R.I.P. SPIN Magazine

I stayed in NYC for a while after playing the Stones dates with Metric this winter and noticed some fine-print mentions of SPIN Magazine being for sale. Then on February 2, The Wall Street Journal online reported that Hartle Media was buying the magazine for "dirt cheap," a measly $250,000. What? You can't buy a crappy condominium for that little! In a flash I decided I would outbid them and buy SPIN before daybreak. The launching of the new magazine would in itself be an elegantly orchestrated dream story for all media outlets, and I imagined myself living the headline: FEMME ROCKER EMILY HAINES BUYS MUSIC MAGAZINE FOR PENNIES, PUTS SELF ON COVER.

Finally, Metric would get some real mainstream coverage! More importantly, we would save SPIN and forgive them for saying that My Chemical Romance was our new favorite band. We would assemble an all-star board of directors to complement the existing staff, a selection of luminaries from related fields to root the magazine in the reality of today's music world while attending to our commercial interests. With their help, the magazine would expand it's circulation outside of America and bring the SPIN brand into Canada, with an emphasis on regional content to complement internationally syndicated stories, giving the magazine the relevance and immediacy it requires to be a success in a fractured marketplace. The magazine's online component would be world-class; we would hire established music bloggers, celebrity print journalists and respected rock photographers with guaranteed audiences of their own.

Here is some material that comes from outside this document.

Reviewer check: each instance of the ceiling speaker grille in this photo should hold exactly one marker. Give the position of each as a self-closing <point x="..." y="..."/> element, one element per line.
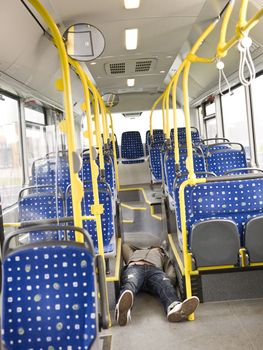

We would integrate the of-the-moment voyeuristic appeal of popular websites like gawker.com and lastnightsparty.com with more lasting interpretive, critical and analytical pieces of old school rock journalism without the white boy indie elitism and drabness of sites like pitchfork.com.

In keeping with the spirit of the original SPIN, we would create a magazine which speaks to music fans in their own words, merging the best of regional weeklies like The Village Voice with the gossip & glitter of the NME, linking the stars of peer-to-peer internet message boards with A-List music writers who we consider direct descendents of Lester Bangs, Dave Hickey and Greil Marcus. To cap it all off, the new SPIN would simultaneously be introduced to the world as a BRAVO reality series - airing right after Top Chef! - chronicling the ups & downs of this generation of overgrown kids (writers, musicians, fashion designers, video directors, photographers, and most of all the music fans who ultimately hold all the power) stepping up to own what is rightfully theirs. Rainbows would fill the sky and Brian from Holy Fuck! would double ride me to work every day on his Unicorn.

No. Last week the sale of the magazine was finalized, and it wasn't sold to me. Everyone is getting fired. I heard that Chuck Klosterman - the very writer who named me the Jackie Onassis of hipster rock at SXSW! - quit. My imaginary moment as a media mogul has passed and the future is anyone's guess. R.I.P. SPIN Magazine, much love.